Axiom (2022)
Director: Jöns Jönsson
Screenwriter: Jöns Jönsson
Starring: Moritz von Treuenfels, Thomas Schubert
Axiom, the sophomore feature from Swedish writer-director Jöns Jönsson, follows Julius, a charismatic young museum attendant whose small acts and evolving deceptions transform an otherwise ordinary group outing into a quietly unsettling character study. The film unfolds with a deliberate, observant pace, revealing its central premise through subtle inconsistencies and the slow unspooling of a pathological habit: lying.
The film opens in the intimate, hushed spaces of an art exhibition where Julius (Moritz von Treuenfels) is guiding a new colleague, Erik (Thomas Schubert), through the routines of their job. Jönsson stages this early sequence with an ear for naturalistic dialogue and an eye for small, telling details. What begins as a straightforward workplace exchange becomes a revealing portrait of social dynamics and the rhythms of small talk. The conversational beats feel lived-in, and the director’s careful attention to performance draws the viewer into the characters’ lives before the drama begins.
From the gallery the action moves to the sea: Julius invites his coworkers on a sailing trip aboard his family’s boat. This change of setting is gentle but important. Out on the water, the film allows conversations to breathe and character traits to surface. At first, Julius appears warm and generous — entertaining friends, steering the group, and telling stories to fill silences. But cracks start to appear. He repeats a tale Erik told him the day before, presenting it as his own. He insists everyone brought life jackets when his companions deny doing so. He misidentifies a building at the port as a members’ club when it is clearly a shop. Each discrepancy could pass as a human lapse; together they suggest a pattern.
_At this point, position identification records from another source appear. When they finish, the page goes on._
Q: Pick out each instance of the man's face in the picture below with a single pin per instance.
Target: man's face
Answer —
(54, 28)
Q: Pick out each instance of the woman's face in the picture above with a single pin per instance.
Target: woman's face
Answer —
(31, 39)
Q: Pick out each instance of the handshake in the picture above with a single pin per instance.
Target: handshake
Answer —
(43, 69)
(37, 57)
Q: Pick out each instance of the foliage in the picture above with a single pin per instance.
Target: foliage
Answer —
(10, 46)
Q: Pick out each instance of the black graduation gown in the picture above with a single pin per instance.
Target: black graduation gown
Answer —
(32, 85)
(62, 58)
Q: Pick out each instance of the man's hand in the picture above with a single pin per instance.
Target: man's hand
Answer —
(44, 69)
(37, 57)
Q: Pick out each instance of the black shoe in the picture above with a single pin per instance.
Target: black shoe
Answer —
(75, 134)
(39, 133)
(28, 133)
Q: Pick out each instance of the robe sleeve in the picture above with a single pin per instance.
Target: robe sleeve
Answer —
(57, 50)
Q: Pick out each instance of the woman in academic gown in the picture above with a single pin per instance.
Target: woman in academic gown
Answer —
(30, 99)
Jönsson’s screenplay is quietly ingenious in how it reveals Julius’s compulsion. Lies are introduced as minor shifts in narrative—small details changed or omitted—and then echoed later in ways that create unease. Rather than employing conspicuous plot twists, the film builds tension by layering repeated moments and altered details. This approach invites the audience to participate, to notice the mismatches and to slowly redraw their impressions of the protagonist. The cumulative effect is more disquieting than any overt reveal.
The dialogue across the film is another of its strengths. Conversations feel authentic and alive, but they also carry subtext that grows stronger with each scene. Lines that seem casual at first develop new meaning as Julius’s unreliability becomes more apparent. Jönsson uses talk not only to characterize but also to manipulate the viewer’s trust, turning ordinary exchanges into tools for revelation.
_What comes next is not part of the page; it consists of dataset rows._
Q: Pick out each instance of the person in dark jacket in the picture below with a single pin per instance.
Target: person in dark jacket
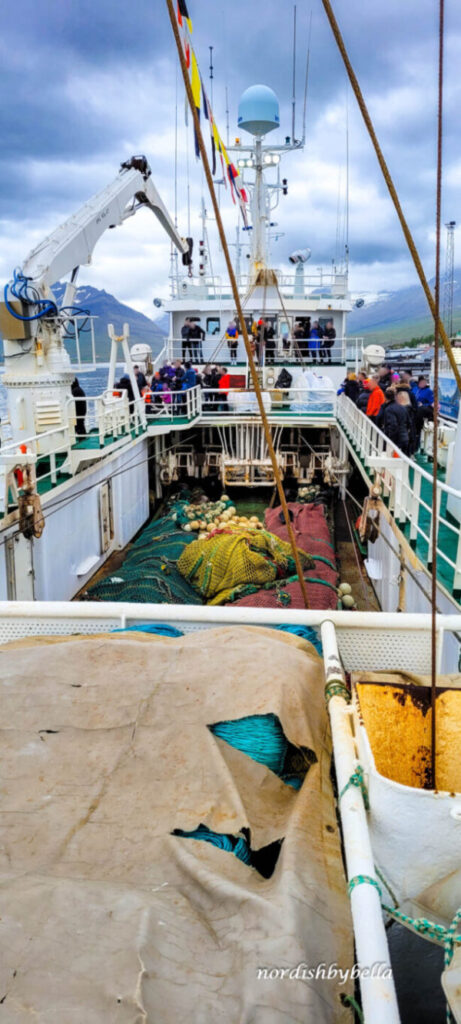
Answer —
(197, 336)
(364, 396)
(395, 422)
(403, 399)
(315, 342)
(385, 376)
(269, 343)
(405, 385)
(140, 379)
(80, 408)
(328, 341)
Visually, Axiom is restrained and meticulous. Jönsson and his cinematographer favor long takes and lingering frames that allow performances to breathe and small gestures to register. Many scenes unfold in extended single shots, giving the film a contemplative rhythm and letting tension arise organically from the actors’ interactions. As the story progresses and Julius’s grip on the narrative loosens, editing grows slightly more fragmented, reflecting his unraveling control. The result is a measured visual language that supports the screenplay’s psychological precision.
Moritz von Treuenfels anchors the film with an exceptional turn as Julius. He crafts a character who is simultaneously magnetic and morally ambiguous. Treuenfels’s charisma explains why people are drawn to Julius, even as his behavior becomes increasingly troubling. Where his performance is most compelling is in the quiet, solitary moments: Julius alone in a room, stripped of social cover, the actor revealing flashes of vulnerability and menace without resorting to melodrama. These scenes hint at deeper interior currents while keeping ambiguity intact.
Jönsson’s direction and Treuenfels’s performance together create a film that rewards close attention. Axiom is not built around big plot mechanics or sensational turns; it is a study of character and the corrosive power of deception. Its strength lies in small, accumulative choices—phrasing shifted, memories repackaged, social gestures recalibrated—that gradually erode the protagonist’s credibility and invite ethical reflection from the viewer.
This is a deliberate, slow-burning picture that asks patience but delivers a rich, unsettling portrait of a man whose truth is malleable. While that tone may not appeal to every viewer, the film marks Jöns Jönsson as a filmmaker with a keen sense of psychological detail and formal control. Axiom suggests a director on the rise, capable of mining quiet social encounters for profound dramatic effect.